A compiler of COOL (Classroom Object-Oriented Language) implemented using Java.
- Mohamed Ahmed Ezzat
- Mohamed Aref Eldebis
- Mohamed Salama Okasha
- Ahmed Mahmoud Abdelkhalek
- Abdelrahman Elsayed
- Hassan Raafat
In this phase, we created a lexical analyzer (scanner) using antlr as lexical analyzer generator.
In the project's main folder you will find a folder called src which contains a Lexer2.g4
file in which our lexer grammar is written.
- there is another folder called Test Cases which contains cl files to test our lexer on these files.
- You will find another folder called out in which the results of testing the test cases will be put.
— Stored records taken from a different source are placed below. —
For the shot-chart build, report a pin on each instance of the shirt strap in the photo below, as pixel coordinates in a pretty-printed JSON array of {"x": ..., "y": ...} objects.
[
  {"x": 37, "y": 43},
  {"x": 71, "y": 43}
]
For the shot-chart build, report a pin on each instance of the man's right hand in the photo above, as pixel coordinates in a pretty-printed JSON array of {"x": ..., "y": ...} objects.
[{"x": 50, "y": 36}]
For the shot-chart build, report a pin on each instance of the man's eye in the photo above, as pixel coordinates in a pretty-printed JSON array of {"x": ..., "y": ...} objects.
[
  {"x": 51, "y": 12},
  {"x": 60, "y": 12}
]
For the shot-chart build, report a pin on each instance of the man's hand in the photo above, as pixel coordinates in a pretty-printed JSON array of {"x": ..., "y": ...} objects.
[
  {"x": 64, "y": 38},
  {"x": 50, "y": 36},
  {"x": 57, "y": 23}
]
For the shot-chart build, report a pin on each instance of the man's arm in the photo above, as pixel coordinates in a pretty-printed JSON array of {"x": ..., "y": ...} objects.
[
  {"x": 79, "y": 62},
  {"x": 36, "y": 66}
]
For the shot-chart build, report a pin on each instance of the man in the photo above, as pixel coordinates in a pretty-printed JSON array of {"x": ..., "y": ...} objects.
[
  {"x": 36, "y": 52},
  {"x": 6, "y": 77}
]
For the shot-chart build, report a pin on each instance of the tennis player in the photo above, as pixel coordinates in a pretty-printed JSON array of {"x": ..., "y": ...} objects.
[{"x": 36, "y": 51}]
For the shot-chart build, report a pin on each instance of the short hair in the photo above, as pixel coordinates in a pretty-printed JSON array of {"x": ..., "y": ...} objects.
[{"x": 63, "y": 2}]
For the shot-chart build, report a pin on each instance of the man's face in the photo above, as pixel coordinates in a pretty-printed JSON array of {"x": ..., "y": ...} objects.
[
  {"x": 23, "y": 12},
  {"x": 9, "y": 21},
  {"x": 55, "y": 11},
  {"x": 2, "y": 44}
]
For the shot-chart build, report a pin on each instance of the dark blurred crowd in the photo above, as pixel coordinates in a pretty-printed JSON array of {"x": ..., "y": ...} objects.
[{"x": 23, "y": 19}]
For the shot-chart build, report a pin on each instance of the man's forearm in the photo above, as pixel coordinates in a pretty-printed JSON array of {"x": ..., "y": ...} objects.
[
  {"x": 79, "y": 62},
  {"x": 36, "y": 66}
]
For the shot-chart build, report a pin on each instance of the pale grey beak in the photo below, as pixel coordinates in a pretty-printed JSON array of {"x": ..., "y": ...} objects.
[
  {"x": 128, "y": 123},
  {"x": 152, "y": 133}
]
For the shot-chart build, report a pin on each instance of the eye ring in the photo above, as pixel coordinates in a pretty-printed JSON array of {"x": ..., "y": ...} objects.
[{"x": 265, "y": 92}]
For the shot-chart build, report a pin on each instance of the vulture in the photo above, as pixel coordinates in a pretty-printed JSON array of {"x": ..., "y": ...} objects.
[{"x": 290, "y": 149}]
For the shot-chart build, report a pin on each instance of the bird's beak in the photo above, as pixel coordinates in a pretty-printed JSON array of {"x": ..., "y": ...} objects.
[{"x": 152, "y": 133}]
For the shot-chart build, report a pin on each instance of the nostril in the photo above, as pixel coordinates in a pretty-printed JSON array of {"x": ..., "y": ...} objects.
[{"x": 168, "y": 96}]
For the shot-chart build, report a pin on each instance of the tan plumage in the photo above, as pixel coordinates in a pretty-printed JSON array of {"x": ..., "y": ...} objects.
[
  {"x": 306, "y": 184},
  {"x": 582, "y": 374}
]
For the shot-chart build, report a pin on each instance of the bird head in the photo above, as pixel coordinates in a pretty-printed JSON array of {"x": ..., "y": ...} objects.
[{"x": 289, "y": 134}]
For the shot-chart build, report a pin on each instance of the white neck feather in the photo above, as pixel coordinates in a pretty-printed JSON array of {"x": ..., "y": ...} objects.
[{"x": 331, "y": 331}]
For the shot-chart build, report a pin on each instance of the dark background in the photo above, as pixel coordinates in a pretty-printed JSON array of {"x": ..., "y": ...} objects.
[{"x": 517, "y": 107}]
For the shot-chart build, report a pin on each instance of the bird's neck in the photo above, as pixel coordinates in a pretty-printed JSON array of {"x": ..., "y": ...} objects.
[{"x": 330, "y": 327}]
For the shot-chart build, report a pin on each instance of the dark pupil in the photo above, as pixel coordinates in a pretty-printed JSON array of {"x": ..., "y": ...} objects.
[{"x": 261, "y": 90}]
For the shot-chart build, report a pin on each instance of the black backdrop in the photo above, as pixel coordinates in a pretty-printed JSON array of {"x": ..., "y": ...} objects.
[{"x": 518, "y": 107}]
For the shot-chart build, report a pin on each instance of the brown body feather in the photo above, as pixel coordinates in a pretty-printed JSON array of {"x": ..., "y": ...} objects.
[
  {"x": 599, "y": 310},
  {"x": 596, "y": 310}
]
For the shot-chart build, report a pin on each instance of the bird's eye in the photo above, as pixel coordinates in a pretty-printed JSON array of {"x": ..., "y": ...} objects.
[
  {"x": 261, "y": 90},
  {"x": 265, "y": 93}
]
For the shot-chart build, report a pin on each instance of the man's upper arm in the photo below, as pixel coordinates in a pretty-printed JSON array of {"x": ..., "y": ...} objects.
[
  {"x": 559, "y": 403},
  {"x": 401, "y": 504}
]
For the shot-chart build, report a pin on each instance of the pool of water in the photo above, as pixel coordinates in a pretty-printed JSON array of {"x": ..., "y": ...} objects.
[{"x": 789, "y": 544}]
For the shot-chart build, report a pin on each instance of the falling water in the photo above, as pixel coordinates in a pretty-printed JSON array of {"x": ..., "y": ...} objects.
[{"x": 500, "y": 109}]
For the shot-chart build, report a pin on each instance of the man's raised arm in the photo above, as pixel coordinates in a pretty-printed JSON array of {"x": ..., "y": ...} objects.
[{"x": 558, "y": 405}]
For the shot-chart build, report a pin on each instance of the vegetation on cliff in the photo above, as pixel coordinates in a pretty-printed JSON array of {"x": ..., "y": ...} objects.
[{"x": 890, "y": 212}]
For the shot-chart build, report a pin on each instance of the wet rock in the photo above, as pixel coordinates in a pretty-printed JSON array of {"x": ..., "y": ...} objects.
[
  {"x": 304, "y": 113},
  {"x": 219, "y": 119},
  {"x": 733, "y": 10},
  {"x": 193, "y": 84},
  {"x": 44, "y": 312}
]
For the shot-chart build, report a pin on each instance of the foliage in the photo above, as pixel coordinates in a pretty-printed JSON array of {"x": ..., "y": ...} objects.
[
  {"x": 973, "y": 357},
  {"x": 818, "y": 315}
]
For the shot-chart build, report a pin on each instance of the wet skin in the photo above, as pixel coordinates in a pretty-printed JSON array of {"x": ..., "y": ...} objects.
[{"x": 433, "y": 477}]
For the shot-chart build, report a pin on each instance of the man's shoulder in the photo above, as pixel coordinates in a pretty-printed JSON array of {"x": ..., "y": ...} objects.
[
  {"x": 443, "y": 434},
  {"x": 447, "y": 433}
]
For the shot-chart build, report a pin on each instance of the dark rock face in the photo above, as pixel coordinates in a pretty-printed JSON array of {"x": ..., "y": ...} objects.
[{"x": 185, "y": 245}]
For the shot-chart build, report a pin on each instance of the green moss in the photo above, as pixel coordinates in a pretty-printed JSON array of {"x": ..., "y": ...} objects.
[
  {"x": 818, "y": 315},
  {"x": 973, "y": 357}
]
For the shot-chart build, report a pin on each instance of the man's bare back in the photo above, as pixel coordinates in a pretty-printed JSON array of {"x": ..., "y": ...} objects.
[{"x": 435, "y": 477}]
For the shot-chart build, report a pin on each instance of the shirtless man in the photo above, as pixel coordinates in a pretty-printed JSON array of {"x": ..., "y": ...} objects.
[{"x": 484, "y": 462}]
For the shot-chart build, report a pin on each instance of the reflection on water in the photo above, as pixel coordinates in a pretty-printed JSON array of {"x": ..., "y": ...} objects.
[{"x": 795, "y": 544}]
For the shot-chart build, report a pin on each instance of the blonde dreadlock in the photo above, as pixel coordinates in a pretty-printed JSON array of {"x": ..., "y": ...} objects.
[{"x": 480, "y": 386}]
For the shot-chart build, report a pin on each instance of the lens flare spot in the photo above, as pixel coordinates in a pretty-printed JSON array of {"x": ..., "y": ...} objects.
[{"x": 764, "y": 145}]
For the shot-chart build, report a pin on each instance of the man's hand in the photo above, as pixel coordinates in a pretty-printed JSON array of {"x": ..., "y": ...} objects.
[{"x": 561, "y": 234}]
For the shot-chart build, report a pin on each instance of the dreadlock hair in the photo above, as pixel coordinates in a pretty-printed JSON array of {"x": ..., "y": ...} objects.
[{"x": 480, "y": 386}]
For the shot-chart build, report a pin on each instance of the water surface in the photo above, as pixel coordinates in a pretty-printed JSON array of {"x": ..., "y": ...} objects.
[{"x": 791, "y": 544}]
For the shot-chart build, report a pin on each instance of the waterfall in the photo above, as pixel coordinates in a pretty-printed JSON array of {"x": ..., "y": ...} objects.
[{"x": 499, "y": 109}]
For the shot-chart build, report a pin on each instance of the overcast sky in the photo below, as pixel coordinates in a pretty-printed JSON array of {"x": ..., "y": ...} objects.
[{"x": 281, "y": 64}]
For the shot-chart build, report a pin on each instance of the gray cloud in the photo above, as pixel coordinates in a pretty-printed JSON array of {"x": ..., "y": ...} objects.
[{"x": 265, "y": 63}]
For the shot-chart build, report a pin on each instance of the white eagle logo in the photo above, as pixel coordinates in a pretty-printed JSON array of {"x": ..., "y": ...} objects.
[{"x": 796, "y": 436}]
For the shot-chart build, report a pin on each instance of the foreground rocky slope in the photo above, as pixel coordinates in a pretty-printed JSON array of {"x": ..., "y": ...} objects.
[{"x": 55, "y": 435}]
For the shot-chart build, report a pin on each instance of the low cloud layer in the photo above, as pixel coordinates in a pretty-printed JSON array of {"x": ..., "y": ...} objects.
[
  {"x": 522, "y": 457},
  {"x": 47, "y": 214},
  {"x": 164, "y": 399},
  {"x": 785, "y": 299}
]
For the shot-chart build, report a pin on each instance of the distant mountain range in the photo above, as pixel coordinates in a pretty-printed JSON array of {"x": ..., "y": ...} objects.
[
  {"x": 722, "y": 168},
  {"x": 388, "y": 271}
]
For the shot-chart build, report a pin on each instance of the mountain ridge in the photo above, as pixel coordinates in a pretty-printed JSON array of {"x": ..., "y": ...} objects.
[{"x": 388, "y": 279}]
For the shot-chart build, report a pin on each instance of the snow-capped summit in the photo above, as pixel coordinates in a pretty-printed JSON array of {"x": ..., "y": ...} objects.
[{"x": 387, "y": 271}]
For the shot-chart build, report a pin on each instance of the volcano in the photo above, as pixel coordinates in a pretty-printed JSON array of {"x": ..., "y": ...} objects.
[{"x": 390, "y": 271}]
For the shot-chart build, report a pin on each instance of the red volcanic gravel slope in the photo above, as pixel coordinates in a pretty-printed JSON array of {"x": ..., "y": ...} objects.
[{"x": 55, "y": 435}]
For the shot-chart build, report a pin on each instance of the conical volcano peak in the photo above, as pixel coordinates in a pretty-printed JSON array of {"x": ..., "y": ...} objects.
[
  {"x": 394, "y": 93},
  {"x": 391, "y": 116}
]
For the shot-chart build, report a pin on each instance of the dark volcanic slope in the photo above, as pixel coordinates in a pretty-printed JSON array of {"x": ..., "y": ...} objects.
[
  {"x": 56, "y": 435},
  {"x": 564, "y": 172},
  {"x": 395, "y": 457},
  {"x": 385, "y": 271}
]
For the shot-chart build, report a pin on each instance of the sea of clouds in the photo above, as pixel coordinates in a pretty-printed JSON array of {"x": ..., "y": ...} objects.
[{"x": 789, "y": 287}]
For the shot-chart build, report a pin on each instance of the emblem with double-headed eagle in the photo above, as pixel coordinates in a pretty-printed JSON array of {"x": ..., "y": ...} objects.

We defined every single occurence for the COOL grammar as lexemes
We started with letters as fragments
fragment A : [aA];
then we used these fragments to define the other lexemes that we use, so for example:
class is considered as a 5 fragments piece of code
CLASS: C L A S S;
Note: here class lexeme is case-insensitive
Constants and literal terminals is defined as
ADD : '+';
In this phase, we created a Parser to get the parse tree after we separated the tokens in phase 1.
In the project's main folder you will find a folder called src which contains a parsing.g4
file in which our parser grammar is written.
- here we define every production for COOL language, so we can apply these productions on the tokens we get from phase 1
- Also we get a name for every production rule to use it later in the code generation phase
expr : ID ASSIGN expr # assign
The most important part in this phase is to collect the information you need from your source code in order to generate the equivalent three address code for that source code.
There are multiple ways you can get the data you need, you can use Antlr visitors and listeners, or you can use the generated CST from Antlr parsers using Antlr's API. We prefered the visitors way where we can get the three address code for every production on its own.
This way is actually discussed in the Dragon Book.
The basic structure for Code Generation
import org.antlr.v4.runtime.tree.AbstractParseTreeVisitor;
public class ParsingBaseVisitor<T> extends AbstractParseTreeVisitor<T> implements ParsingVisitor<T> {
private int n;
@Override public T visitStart(ParsingParser.StartContext ctx) {
n = 1;
return visitChildren(ctx);
}
@Override public T visitEveryOtherProduction(ParsingParser.ClassDefContext ctx) {
return visitChildren(ctx);
}
}
So let's explain what happens here
we import the Visitor class for Antlr and extends our main ParsingBaseVisitor
class to it
we then declare the variable n which later will determine the temporary variables counter ( t1,t2,t3,...)
at start production we assign 1 as a base value for temporary variables counter
Start Production
program : classDefine+ # start
After this we visit every other production and generate the code for it
Let's say we want to compile this simple COOL program
class Main{
main():Int{
return 5 + 6;
};
};
Running the CodeGen.java
file
After visiting the Start production we visit the Class definition for main class
@Override public T visitClassDef(ParsingParser.ClassDefContext ctx) {
return visitChildren(ctx);
}
after that we find a stmt that matches the production expr
mainly the # add one
expr : expr ADD expr # add
That evaluates to the Add visitor
@Override public T visitAdd(ParsingParser.AddContext ctx) {
String expr1Value = (String) visit(ctx.expr(0));
String expr2Value = (String) visit(ctx.expr(1));
System.out.printf("t%d = %s + %s\n", n, expr1Value, expr2Value);
return (T) String.valueOf("t" + n++);
}
Fregmenting this block to get what's inside
- it defines two strings for both expressions in the production body and assigns them with the values that return from their visitors
- later it prints the three address code for the add production from the three values of t (the currrent value and two values from the return)
- Finally it returns the current value then increments it for the later functions
in step 1 we called the expression visitor and gets it seturn value so what does it exactly do?
both expressions evaluates to the production num
expr : NUM # num
That evaluates to Num visitor where we get the number as a return value with the type T
@Override public T visitNum(ParsingParser.NumContext ctx) {
return (T) ctx.NUM().getText();
}
after returning those values to the Add visitor and resuming execution of the rest, you should see the word program printed.
t1 = 5 + 6
If you get errors, it might be one of those:
- Make sure you regenerate Antlr code recognizer each time you modify the grammar.
- Make sure you call
parser.program()
only once.
Similarly, code generation for all other operators is done, by creating a new class for each expression that extends the expression class (like visitAdd class above).